Keywords: newborn, neonatology, malignant ectomesenchymoma, congenital neck mass, soft tissue neoplasm
1. Introduction
Malignant Ectomesenchymoma (MEM) is an exceedingly rare soft tissue neoplasm. MEM is considered a skeletal muscle malignancy [1], presumed to originate from migratory neural crest cells, but the exact etiology is unclear [2,3,4]. MEM is biphasic, characterized by neuroectodermal (with components of varying degrees of maturation) and mesenchymal elements (often featuring predominantly rhabdomyoblastic differentiation) [3,4].
MEM tumors may develop at any site within the soft tissue or central nervous system. Most commonly, it presents in the soft tissues within the abdomen, pelvis, or external genitalia; and less commonly, within the head–neck regions or mediastinum [3]. Most cases are diagnosed in infants or children under 2 years of age; congenital presentations are exceedingly uncommon, with less than 100 cases reported in the literature [3,4]. MEM poses significant diagnostic and therapeutic challenges due to its mixed nature and rarity. This case report describes a newborn with congenital MEM of the neck admitted to the Neonatal Intensive Care Unit (NICU).
2. Case Presentation
A caucasian full-term, large for-gestational-age male neonate, born via cesarean section at 39 weeks gestation, was admitted to a level-four NICU in Kentucky for a large mass on the left lateral aspect of his neck, and respiratory distress. The pregnancy was complicated by gestational diabetes, maternal history of incompletely treated latent tuberculosis, and a vascular malformation on a lower extremity. Additionally, there is a non-contributory family history of head and neck cancer. Notably, routine prenatal ultrasound was unremarkable at 38.0 weeks.
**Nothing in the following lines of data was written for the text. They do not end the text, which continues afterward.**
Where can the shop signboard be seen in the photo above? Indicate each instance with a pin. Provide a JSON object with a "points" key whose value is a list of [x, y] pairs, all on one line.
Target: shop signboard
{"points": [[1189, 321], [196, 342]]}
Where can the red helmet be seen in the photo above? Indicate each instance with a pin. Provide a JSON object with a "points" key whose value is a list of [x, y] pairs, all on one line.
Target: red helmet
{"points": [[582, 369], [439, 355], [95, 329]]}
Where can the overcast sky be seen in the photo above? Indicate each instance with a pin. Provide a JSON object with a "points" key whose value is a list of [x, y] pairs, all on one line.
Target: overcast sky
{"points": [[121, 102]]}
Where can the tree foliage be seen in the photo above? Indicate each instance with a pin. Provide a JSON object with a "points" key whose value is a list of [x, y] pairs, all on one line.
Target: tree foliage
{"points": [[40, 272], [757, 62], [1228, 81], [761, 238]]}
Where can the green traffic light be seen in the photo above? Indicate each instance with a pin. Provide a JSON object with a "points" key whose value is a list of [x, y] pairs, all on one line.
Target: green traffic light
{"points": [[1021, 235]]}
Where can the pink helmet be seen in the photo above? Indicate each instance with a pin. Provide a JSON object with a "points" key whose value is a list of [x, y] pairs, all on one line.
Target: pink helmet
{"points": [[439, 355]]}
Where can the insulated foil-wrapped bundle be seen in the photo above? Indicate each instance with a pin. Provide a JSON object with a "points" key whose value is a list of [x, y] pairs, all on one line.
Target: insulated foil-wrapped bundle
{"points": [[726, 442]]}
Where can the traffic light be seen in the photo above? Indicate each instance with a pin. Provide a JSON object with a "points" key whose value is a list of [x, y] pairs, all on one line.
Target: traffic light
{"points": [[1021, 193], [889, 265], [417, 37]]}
At birth, the newborn physical examination revealed a large, non-tender firm submandibular mass, measuring approximately 5 cm × 2 cm on the left neck, below the ear. The mass was mobile and well demarcated, without overlying skin changes (Figure 1). Stridulous at rest, the infant was most comfortable laying on his left side but was otherwise well appearing. He was maintained on continuous positive airway pressure (CPAP) and supplemental oxygen.
Figure 1.
Left lateral aspect of infant’s neck on day of life 0.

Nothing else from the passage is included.